Two sweaty trips later, the corridor outside Mu Yang High School was lined with twenty-four headless bodies standing in perfect rows. Uncle Xu took one look, muttered something about needing to check the roller-coaster brakes, and fled. Chen Ge just shrugged and got to work. He pried open the wooden boards, matched each head to its designated torso by the tiny numbers he had painted inside the necks the night before, and screwed them together with practiced efficiency.

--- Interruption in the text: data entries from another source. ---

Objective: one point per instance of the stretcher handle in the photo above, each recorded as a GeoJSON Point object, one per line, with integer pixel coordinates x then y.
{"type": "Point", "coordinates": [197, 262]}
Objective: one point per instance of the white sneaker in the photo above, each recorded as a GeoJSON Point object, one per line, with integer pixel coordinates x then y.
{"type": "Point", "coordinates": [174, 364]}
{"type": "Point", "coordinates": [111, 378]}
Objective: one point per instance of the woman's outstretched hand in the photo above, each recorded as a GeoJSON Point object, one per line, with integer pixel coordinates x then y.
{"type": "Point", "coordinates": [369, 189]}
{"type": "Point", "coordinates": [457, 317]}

One by one the mannequins took on faces—pale, terrified, curious, resigned—until the sealed classroom looked like a frozen moment of collective dread.

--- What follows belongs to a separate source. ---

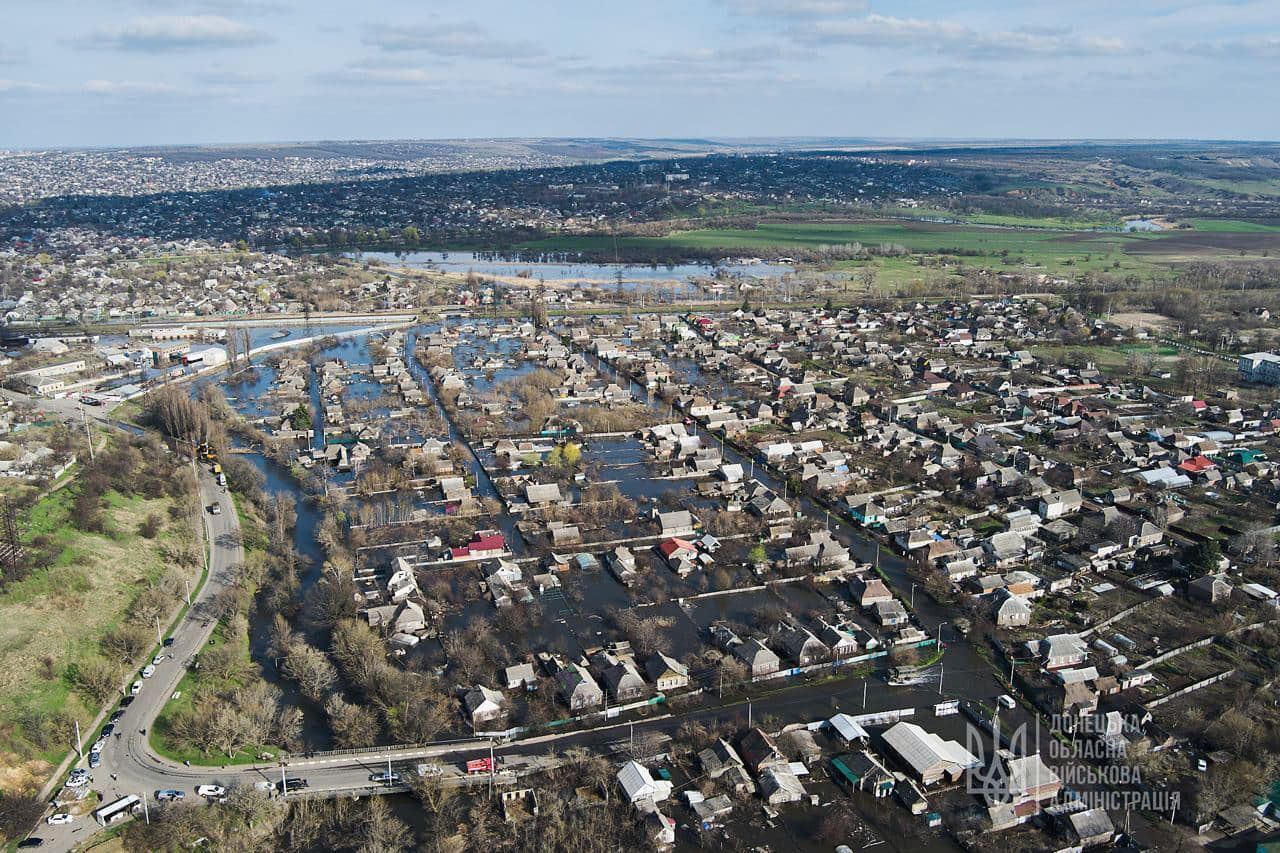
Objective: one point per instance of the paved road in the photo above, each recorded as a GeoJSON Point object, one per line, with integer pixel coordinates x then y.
{"type": "Point", "coordinates": [128, 756]}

When the last uniform sleeve slid over the final mannequin's arm, the black phone in Chen Ge's pocket vibrated violently.

"Completed Two-Star Scenario Mu Yang High School's Hidden Missions—finished building the bodies for the twenty-four spirits in the sealed classroom!

Congratulations for obtaining the mission rewards—The Returners' Goodwill. You can now give them simple instructions through the phone!

Warning! Once the lingering spirit leaves the scenario, they will go berserk! Please be careful!"

Chen Ge read the message twice, a slow grin spreading across his face. Every hidden task in Mu Yang High School was now cleared. The two-star horror scenario was officially ready for visitors. He leaned against the doorframe, surveying the silent classroom of lifelike students, their glass-bead eyes reflecting the flickering fluorescent lights overhead. The grand opening was tomorrow.

Should I invite He San for a free trial run? The boy always insisted horror wasn't his thing, yet every single visit he left shaking, pale, and secretly thrilled. Chen Ge's grin widened. Some friendships were built on screams.